Chapitre 13 : Les espaces publics à Beyrouth, le paradoxe entre l’histoire et l’idéologie. Vers une quatrième synthèse

Figure 30. Proclamation du Grand Liban : 1920.
Figure 30. Proclamation du Grand Liban : 1920. Source : M. Davie

D’après cet aperçu historique rapide, quelques constats et interrogations semblent déjà émerger :

Les nouveaux espaces publics aménagés dans le centre-ville sont appelés pour accueillir et promouvoir une image culturelle recherchée de Beyrouth : cette image sera construite par des objets historiques archéologiques et monumentaux.
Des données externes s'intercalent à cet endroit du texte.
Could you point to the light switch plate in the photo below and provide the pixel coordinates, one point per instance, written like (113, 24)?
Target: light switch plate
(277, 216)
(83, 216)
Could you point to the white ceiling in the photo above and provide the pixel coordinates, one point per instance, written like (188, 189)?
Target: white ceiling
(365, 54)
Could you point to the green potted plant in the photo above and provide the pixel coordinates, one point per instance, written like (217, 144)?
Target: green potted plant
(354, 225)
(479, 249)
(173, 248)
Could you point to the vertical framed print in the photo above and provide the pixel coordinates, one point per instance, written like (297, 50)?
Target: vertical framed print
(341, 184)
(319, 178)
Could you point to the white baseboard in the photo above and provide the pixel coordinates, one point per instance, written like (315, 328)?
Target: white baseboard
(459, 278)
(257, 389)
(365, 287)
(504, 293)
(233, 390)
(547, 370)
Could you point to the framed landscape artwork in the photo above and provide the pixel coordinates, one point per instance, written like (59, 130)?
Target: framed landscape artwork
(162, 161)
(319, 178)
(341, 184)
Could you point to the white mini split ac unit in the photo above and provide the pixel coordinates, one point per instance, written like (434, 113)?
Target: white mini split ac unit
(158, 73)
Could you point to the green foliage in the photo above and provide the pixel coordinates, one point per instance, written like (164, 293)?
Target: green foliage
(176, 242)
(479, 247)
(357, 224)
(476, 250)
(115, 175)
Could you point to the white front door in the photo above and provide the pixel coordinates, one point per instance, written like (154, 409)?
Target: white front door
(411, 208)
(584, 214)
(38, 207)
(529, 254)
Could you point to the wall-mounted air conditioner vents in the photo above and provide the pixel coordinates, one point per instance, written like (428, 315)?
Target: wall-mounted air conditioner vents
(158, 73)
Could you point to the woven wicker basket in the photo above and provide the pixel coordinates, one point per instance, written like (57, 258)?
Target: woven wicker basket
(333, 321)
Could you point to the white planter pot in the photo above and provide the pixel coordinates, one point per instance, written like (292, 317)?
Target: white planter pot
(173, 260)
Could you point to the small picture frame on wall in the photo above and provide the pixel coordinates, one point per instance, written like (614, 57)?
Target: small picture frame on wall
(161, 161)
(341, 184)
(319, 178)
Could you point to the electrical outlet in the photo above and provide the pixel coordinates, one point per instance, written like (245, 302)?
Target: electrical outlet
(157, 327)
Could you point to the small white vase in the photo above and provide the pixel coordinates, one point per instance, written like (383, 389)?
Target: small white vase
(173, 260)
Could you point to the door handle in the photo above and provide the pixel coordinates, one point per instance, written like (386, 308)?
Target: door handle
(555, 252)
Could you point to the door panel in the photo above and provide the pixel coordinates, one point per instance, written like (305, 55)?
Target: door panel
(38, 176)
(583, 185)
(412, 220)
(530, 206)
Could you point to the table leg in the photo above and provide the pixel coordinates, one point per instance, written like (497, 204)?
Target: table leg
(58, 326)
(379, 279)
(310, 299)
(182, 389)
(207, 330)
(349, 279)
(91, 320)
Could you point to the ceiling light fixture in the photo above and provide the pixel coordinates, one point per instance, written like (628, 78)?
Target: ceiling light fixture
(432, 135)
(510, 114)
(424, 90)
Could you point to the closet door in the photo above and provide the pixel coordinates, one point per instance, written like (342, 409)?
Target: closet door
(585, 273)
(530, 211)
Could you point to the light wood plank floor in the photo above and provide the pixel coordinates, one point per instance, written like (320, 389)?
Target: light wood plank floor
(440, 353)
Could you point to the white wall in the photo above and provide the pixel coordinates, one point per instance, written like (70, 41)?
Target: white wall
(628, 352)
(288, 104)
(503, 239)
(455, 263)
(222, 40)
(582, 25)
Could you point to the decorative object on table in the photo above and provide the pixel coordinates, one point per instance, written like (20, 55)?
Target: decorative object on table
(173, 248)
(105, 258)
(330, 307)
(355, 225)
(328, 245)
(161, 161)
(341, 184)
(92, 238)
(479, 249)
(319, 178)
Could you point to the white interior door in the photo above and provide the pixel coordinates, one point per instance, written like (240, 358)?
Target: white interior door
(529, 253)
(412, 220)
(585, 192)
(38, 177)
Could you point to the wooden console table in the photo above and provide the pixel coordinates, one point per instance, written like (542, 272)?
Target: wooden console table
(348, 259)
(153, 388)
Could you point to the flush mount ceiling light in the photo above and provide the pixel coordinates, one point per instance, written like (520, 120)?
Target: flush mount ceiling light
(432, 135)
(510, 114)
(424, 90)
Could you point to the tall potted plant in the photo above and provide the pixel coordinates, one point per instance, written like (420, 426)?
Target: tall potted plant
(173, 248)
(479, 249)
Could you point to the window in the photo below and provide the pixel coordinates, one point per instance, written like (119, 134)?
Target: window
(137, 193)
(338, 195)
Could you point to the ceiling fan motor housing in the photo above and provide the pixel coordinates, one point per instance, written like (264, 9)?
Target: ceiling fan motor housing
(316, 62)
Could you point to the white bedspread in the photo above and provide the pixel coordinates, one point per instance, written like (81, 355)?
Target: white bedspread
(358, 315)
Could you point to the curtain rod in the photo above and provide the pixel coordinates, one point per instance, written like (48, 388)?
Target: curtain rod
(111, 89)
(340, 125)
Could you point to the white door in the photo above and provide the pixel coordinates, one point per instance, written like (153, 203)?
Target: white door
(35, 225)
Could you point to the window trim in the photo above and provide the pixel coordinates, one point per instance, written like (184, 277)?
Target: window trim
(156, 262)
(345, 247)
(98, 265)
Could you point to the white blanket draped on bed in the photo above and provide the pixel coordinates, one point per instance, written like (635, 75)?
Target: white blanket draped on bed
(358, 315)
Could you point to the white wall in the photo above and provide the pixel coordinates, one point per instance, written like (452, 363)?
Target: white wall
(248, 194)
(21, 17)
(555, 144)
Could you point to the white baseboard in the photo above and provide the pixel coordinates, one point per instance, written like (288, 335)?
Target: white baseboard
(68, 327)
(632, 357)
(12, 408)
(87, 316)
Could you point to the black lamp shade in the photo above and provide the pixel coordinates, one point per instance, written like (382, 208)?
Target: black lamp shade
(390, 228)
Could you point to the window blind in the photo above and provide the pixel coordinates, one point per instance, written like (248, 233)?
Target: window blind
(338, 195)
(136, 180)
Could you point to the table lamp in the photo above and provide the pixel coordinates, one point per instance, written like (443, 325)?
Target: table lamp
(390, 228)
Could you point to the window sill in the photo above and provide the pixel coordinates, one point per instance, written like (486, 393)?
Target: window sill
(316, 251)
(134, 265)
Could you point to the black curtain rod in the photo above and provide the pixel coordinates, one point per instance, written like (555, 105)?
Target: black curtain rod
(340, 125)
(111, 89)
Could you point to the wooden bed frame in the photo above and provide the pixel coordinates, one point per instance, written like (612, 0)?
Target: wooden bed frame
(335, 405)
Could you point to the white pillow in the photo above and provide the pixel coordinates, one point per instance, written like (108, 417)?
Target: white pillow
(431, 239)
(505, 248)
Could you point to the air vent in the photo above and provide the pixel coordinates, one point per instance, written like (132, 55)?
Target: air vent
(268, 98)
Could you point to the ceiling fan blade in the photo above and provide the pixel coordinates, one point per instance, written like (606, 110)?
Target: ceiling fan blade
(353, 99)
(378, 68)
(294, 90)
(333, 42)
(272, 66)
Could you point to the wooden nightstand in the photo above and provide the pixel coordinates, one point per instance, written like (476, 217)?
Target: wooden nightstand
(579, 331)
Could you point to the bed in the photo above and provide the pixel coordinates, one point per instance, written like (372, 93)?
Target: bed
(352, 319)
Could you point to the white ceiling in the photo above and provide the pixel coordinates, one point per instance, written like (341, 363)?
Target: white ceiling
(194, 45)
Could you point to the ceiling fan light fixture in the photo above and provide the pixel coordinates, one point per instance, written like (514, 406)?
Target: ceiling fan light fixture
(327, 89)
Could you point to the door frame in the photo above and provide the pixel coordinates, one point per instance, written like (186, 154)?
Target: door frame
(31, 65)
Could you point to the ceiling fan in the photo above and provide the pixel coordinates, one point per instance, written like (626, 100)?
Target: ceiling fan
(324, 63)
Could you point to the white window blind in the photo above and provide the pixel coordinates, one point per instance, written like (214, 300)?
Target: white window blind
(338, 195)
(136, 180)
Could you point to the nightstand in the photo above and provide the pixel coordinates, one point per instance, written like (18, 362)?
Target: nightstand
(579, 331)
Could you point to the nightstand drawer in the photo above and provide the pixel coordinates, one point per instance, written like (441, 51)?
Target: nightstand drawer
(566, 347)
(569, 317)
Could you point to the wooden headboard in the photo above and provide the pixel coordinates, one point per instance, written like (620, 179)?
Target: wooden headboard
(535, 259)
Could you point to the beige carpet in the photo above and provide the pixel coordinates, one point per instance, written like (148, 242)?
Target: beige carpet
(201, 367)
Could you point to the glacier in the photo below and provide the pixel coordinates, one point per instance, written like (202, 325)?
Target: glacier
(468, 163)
Pour cela comprendre le sens de ces espaces publics ne peut pas se faire sans le travail de décodage des représentations recherchées ou suscitées par l’objet patrimonial qu’il regroupe. Ce dernier est sélectionné pour des raisons plutôt politiques et idéologiques que pour des raisons historiques et scientifiques.

‘« Il ressort alors que la notion de patrimoine semble répondre, au Liban, à deux utilisations. En premier lieu, elle est identifiée à des édifices ou à des sites antiques ; son exploitation suit une logique muséale. La deuxième exploite des éléments architecturaux ponctuels dans une logique de commercialisation : le pastiche du promoteur, maladroitement commercialisé, qui joue sur la nostalgie individuelle ou sur une demande du touriste en mal de dépaysement ». 258 ’ ‘’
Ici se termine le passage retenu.